Actif depuis vingt-cinq ans dans le champ de la protection de l’enfance à l’exemple d’autres avocats et intervenants sociaux, j’ai été amené à être confronté à des situations franchement délétères dont les sources, parfois mais pas toujours parentales, peuvent avoir leur origine dans des dysfonctionnements institutionnels remarquables pouvant déboucher sur des conflits peu ragoûtants

Après des années au cours desquelles j’avais souligné à l’interne des nécessités f’avancées indispensables dont je n’ai jamais senti les fruits, j’ai rédigé près de 300 articles pour L’1Dex relatant des moments de dérives majeures dans la série des Patatras.

Au hasard – qui n’existe pas – de rencontres en Catalogne, j’ai côtoyé depuis l’enfance de mes filles un père canadien confronté comme d’autres ici à des événements qui dépassent l’entendement. Et voici que cet été il m’interpelle en se réjouissant d’un nouveau processus inscrit au cœur de la procédure née de conflits parentaux dont les caractéristiques me paraissent répondre à ce qui devrait être tenté chez nous en Valsis.

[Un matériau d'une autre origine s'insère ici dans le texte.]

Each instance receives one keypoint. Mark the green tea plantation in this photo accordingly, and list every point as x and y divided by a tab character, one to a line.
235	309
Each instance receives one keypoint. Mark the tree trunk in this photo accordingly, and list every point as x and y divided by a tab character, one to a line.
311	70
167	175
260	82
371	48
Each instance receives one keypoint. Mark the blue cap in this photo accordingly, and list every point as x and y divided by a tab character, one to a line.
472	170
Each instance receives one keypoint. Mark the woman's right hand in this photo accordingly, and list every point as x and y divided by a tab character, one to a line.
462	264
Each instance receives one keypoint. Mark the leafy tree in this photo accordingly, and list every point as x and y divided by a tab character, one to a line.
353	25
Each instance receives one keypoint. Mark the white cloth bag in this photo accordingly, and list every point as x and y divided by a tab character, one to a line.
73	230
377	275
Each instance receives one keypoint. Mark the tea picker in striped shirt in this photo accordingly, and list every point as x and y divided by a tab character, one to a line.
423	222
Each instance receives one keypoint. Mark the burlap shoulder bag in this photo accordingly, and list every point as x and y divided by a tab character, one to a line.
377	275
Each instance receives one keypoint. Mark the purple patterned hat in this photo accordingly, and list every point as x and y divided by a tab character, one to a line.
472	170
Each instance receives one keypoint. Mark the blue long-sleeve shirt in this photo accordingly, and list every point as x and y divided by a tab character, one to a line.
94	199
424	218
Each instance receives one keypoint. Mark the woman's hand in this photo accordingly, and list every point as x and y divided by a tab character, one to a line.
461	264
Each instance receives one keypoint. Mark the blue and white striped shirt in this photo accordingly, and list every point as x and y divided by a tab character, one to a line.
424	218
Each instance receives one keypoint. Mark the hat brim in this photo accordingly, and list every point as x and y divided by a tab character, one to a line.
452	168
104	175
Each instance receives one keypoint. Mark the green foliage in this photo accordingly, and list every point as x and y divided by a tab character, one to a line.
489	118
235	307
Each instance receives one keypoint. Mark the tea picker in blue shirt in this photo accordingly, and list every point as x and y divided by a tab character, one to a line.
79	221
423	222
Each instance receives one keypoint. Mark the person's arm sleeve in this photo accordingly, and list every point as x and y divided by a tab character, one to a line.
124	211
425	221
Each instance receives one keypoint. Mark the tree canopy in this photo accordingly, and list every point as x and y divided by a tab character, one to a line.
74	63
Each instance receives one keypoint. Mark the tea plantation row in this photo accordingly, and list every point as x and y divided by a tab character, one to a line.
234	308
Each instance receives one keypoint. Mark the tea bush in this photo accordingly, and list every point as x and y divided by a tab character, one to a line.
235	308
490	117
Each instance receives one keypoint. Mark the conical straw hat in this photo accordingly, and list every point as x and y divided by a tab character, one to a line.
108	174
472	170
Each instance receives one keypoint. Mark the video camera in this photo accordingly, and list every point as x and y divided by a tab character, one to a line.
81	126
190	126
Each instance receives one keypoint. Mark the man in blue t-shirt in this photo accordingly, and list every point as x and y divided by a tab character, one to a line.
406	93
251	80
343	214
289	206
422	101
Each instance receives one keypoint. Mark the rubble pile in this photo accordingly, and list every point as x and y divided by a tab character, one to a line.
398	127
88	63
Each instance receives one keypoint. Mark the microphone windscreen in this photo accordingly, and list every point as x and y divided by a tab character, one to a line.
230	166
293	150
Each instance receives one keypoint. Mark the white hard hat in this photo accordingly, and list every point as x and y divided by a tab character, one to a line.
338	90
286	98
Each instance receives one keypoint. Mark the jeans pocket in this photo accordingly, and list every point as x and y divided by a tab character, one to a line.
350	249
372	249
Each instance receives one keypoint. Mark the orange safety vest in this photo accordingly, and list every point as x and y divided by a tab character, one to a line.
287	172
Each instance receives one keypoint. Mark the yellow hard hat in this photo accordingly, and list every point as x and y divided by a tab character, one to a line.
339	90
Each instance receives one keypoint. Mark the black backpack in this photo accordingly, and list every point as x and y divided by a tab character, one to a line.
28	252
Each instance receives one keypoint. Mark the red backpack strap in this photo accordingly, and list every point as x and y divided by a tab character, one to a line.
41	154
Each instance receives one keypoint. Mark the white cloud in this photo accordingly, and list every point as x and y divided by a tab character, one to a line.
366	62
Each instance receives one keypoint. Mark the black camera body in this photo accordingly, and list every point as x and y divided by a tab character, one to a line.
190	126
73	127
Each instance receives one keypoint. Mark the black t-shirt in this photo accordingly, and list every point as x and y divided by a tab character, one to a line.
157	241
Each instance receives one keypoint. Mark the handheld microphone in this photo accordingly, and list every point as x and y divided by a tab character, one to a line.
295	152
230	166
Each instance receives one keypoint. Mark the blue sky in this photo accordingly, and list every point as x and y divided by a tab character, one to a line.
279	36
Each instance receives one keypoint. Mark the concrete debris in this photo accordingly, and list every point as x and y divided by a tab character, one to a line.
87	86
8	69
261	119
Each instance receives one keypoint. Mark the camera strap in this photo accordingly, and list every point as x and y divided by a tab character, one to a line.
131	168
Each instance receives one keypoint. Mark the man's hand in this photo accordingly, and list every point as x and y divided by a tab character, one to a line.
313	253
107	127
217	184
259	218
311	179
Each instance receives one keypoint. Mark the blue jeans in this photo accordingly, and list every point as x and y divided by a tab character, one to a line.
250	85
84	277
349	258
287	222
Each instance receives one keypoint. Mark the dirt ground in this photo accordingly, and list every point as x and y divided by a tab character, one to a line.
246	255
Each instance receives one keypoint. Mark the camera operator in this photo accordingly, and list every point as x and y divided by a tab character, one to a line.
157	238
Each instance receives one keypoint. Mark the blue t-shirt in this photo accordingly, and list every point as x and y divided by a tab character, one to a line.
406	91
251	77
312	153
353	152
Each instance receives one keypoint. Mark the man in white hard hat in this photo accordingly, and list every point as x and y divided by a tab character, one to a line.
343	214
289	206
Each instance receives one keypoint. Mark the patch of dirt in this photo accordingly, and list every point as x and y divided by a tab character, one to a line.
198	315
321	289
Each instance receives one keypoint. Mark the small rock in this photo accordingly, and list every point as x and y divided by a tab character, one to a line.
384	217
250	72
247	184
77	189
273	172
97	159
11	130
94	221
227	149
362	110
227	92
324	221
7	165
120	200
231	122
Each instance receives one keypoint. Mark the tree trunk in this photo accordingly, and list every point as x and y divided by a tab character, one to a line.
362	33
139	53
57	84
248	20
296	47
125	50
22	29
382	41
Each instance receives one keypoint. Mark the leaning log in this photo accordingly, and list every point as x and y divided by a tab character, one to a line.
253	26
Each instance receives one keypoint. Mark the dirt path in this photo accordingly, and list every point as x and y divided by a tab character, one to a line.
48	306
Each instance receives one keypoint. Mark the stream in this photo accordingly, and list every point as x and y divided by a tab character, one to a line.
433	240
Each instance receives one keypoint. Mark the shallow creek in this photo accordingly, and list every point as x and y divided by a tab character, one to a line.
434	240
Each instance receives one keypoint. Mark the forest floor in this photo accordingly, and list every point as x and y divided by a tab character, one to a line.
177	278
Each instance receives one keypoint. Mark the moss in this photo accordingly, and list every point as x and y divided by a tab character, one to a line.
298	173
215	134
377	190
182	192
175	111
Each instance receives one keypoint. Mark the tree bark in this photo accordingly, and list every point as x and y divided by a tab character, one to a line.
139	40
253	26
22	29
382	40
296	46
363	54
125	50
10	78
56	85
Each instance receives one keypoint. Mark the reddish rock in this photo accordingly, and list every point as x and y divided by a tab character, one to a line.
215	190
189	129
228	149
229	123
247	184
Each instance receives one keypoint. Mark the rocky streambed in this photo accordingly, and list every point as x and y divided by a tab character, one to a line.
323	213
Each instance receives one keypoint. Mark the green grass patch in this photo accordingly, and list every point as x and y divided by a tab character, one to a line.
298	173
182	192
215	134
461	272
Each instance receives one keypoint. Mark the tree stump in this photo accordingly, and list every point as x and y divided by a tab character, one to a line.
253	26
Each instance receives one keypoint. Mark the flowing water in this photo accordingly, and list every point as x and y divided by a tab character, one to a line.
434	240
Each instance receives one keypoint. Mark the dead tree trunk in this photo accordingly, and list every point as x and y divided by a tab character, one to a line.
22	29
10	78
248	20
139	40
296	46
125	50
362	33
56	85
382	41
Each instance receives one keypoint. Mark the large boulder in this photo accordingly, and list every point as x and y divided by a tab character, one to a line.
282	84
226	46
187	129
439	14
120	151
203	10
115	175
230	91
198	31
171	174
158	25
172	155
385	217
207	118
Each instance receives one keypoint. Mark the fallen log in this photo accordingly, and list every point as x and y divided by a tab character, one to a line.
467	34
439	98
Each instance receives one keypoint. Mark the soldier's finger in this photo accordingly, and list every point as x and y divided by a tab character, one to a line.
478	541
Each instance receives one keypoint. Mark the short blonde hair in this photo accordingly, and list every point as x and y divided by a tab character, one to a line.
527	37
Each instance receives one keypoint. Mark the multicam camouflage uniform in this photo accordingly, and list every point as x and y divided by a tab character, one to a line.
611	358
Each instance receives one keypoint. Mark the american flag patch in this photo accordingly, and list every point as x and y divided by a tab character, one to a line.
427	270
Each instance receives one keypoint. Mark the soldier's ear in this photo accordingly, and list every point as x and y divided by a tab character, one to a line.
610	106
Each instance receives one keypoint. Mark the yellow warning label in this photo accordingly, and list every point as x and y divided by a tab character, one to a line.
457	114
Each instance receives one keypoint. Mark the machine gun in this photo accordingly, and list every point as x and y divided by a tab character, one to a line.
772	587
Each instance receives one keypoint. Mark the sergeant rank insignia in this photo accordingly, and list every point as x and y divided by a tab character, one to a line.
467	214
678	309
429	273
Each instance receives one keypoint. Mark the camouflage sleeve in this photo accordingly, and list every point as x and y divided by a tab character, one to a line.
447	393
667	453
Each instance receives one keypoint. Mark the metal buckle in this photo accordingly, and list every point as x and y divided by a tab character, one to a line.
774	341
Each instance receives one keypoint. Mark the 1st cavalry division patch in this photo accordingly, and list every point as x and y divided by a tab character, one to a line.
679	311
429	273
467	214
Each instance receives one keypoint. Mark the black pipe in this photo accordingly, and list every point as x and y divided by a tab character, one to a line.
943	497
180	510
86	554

Quoi de mieux en fait pour conclure mes Patatras que de proposer à nos sutorités les plus hautes une route à suivre qui a été pensée par des Québequois, ceux-là mêmes qui à travers le malentendu de la parole de l’enfant du professeur Hubert Van Gijseghem (cf. Illustration) m’avait conduit à m’intéresser à travers la psychanalyse à ces choses-là.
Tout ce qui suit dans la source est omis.